If a gas company deviated from this agreement they would quickly find
themselves in court. He made a vast
amount of money out of this. Even in
those dry old company minutes the desperation of the director’s seeps through
to you.
The litigation on the purification issue between Frank the
gas companies and the other inventors of the process went on for years and
years from the 1830s inwards. Much of the evidence is incomprehensible and
there is a suspicion that he and the other chemists were trying to bamboozle
judges and juries who they knew wouldn’t understand any of it - and so they
would win their case. One of his main rivals – Angus Alexander Croll
– also had a works in Deptford but I don’t know where it was. I could do with a excuse to write about him
because he was a bit of a character, to put it mildly.

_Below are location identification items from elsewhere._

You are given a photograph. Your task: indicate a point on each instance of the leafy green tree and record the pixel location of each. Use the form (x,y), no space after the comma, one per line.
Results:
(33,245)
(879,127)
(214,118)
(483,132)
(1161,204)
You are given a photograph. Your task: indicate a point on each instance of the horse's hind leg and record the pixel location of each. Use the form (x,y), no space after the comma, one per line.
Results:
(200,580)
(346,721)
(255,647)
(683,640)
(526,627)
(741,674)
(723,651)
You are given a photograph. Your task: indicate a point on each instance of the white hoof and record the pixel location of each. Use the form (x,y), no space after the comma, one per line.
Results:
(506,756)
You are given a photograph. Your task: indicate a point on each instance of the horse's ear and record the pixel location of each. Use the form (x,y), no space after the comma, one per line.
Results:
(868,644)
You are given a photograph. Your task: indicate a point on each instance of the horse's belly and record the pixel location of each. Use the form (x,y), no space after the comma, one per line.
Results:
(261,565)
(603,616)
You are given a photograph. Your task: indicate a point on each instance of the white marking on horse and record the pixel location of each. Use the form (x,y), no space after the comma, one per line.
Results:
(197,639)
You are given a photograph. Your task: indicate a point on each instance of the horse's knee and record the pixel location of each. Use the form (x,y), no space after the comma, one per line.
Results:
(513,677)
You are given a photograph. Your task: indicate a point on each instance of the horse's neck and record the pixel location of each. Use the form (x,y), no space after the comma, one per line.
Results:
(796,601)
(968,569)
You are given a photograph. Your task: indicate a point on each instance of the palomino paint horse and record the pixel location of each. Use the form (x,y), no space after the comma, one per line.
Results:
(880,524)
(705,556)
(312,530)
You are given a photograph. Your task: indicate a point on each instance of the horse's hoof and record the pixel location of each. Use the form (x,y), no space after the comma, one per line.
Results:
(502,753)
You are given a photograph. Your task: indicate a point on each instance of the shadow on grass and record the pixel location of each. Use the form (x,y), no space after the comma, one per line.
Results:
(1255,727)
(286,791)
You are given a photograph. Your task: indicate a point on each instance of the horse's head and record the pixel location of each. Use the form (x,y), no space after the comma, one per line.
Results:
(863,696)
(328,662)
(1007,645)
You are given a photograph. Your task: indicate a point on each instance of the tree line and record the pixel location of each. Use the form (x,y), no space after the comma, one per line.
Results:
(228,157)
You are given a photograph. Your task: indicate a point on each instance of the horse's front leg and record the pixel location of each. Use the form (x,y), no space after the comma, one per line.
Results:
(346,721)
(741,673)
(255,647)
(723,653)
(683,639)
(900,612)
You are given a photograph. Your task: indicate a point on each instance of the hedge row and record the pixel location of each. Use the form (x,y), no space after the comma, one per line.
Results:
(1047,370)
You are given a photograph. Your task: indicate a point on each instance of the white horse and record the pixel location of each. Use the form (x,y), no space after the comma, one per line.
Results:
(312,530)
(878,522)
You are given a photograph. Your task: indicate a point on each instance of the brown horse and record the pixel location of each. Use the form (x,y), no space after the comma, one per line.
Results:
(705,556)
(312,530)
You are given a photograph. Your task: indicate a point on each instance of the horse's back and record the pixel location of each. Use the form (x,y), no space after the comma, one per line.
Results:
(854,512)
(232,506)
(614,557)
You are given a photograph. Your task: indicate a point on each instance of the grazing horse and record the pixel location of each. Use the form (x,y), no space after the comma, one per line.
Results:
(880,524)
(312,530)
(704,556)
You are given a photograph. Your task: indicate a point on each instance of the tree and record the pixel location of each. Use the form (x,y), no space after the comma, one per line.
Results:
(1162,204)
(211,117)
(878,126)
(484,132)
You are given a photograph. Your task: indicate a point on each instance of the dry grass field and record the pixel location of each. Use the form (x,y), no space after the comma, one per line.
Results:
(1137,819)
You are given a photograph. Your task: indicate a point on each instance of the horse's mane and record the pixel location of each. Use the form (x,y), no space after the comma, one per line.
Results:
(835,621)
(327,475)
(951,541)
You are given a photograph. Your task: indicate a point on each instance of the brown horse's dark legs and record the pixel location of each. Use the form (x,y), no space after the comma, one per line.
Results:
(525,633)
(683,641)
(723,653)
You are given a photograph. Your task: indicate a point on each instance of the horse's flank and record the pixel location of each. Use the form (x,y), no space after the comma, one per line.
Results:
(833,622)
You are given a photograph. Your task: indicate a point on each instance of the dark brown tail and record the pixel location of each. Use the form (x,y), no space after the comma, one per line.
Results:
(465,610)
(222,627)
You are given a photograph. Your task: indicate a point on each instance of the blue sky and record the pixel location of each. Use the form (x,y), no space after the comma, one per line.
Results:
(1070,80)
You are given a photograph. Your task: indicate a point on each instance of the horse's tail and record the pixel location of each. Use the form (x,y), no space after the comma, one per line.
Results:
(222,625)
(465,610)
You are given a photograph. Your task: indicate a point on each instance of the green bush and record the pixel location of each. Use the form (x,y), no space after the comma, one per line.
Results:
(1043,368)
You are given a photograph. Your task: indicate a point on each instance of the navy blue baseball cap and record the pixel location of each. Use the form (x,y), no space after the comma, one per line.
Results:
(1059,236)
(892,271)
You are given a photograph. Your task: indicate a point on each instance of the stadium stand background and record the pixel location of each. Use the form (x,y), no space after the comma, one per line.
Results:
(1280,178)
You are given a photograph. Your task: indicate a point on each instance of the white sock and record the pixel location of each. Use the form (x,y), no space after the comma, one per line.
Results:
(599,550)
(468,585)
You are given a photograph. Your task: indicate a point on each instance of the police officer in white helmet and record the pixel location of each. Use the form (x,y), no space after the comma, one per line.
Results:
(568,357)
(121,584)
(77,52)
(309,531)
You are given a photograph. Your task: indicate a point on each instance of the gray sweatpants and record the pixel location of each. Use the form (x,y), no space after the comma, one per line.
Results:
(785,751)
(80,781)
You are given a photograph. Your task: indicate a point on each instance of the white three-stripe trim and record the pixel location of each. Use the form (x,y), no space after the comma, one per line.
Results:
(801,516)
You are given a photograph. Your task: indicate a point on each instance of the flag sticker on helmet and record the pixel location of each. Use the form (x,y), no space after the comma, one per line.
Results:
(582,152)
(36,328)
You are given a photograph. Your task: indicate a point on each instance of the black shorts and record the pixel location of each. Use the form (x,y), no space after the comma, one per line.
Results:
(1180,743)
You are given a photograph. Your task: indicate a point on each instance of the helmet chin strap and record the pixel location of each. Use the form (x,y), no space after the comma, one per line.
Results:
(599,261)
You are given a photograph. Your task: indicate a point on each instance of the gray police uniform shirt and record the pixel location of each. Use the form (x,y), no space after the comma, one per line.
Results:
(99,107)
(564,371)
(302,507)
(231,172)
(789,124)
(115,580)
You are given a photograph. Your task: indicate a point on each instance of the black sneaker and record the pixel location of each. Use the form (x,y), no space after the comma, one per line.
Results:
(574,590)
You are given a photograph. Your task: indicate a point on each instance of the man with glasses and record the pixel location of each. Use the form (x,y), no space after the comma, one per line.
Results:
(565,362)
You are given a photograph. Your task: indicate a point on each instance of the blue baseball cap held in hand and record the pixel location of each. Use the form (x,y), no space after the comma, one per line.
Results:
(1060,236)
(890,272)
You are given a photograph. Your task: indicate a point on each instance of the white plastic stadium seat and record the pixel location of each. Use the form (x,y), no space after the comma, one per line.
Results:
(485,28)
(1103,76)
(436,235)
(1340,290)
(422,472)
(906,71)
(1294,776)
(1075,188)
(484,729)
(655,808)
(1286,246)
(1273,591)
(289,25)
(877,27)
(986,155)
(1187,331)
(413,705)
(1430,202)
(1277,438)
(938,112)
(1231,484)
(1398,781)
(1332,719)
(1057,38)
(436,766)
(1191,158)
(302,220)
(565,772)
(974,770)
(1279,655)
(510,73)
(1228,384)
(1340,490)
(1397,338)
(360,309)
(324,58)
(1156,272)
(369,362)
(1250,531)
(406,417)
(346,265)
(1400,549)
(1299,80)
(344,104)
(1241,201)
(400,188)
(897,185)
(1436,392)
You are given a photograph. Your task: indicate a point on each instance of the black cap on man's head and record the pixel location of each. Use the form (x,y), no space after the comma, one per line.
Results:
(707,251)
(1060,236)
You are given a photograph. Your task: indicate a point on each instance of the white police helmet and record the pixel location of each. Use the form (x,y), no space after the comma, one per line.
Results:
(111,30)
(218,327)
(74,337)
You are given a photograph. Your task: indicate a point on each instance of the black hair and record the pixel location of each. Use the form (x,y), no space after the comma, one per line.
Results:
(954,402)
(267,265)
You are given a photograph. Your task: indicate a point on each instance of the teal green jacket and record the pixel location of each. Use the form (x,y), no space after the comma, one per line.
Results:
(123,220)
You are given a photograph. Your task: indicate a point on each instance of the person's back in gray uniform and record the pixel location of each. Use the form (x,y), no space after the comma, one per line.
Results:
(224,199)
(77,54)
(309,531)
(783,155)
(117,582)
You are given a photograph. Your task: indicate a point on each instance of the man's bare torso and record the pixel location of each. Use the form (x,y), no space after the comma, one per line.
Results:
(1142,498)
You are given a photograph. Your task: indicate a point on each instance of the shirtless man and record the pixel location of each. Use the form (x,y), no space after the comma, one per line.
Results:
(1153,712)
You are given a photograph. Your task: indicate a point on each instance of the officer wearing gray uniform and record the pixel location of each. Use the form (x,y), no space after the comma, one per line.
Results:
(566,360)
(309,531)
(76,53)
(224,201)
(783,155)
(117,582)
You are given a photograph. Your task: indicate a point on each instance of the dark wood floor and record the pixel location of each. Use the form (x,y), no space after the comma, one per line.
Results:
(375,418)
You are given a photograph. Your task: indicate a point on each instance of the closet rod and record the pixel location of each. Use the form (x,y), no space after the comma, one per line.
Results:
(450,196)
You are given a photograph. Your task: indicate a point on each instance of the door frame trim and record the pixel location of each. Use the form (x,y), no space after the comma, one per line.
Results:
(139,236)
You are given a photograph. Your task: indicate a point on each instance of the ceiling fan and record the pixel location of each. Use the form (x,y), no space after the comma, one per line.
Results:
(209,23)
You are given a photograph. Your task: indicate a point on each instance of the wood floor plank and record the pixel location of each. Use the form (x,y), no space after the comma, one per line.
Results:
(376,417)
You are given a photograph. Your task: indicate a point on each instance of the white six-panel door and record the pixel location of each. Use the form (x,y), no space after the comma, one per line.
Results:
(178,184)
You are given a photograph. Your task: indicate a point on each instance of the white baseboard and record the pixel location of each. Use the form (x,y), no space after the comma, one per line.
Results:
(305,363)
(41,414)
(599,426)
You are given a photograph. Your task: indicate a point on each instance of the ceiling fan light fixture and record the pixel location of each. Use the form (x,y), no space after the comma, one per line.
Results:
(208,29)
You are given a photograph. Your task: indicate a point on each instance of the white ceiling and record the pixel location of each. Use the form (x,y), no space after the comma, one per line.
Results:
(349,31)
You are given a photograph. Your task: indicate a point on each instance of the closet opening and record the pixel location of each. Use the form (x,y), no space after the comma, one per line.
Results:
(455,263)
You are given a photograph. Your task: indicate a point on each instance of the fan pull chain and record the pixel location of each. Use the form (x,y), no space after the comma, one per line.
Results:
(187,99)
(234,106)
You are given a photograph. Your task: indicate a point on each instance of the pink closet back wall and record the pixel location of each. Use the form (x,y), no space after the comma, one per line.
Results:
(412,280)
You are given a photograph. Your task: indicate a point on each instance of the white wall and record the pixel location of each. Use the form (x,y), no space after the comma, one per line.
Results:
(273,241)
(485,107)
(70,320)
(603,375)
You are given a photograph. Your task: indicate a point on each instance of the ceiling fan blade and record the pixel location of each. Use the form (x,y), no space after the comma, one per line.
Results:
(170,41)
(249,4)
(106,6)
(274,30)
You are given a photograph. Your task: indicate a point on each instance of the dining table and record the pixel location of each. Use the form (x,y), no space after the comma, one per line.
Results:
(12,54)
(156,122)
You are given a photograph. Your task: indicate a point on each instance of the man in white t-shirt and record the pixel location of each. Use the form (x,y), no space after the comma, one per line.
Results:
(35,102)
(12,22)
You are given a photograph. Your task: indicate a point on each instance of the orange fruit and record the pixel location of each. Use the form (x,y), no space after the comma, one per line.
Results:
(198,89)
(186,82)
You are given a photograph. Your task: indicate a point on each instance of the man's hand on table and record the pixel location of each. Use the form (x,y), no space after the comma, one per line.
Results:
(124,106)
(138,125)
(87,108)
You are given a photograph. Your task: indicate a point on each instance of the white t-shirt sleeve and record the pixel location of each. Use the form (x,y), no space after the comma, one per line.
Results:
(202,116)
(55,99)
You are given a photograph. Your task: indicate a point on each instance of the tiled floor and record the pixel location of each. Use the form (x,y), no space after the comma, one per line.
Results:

In 1871 Frank become a director of the Thames Iron Works
which was on Bow creek opposite East Greenwich. One of the world’s premier
shipbuilders in 1869 they had built The Warrior - the great ironclad warship
which is now a tourist attraction in Portsmouth Harbour. Frank was effectively in charge of this
works when it was at its peak as a builder of great warships in the late 19th
century - they built not only for the Royal Navy but for the navies round the
world. Frank is said to have been always most excited as a new ship was
launched and set off down the Thames at with him on board. It is this works which was passed to his son
Arnold in the 1890s.
Frank died in 1895 at his home, Redleaf, just outside
Penshurst. St. Luke’s church in Penshurst remains as a memorial to him. His death was followed closely by the death
of his two eldest sons and his huge industrial legacy was broken up and passed
into the hands of Arnold and the husbands of his daughters, Constance and
Annie.
The Deptford chemical works passed into the management of
Thomas Herbert Hills – Frank’s nephew and the son of his brother Thomas. By 1907 the works was bankrupt and was
closed down
This has been a very very short summary of Frank Hills who
built up this vast fortune and empire out of a network of works belonging to
other family members and a colossal amount of litigation. I have always found Frank
fascinating and engagingly wicked. He is
one of our great 19th centaury industrialists but no one (but me) knows about
him.
To finish with something cheerful. In July 1890 workers from Hills’ factories at
East Greenwich and Deptford were taken by a special train ‘with marked
punctuality’ to Frank beautiful estate at Redleaf. They saw the Orchid House,
and the Fernery and had dinner and tea in tents in the garden. There was boat
racing, running and cricket. The day ended to a brass band as they assembled in
front of the mansion. Well, all very
nice. The house at Redleaf was pulled down many years ago but if you go up the
hill north from Penshurst village you pass the gates with the grand gate piers
which Frank put up. I used to go down to
Penshurst to see his great grandson – Patrick – a very nice man living much
more modestly. ‘I don't know where all
his fortune went' he used to say – 'I never got any of it’. By my standards
Patrick was pretty posh but I knew what he meant.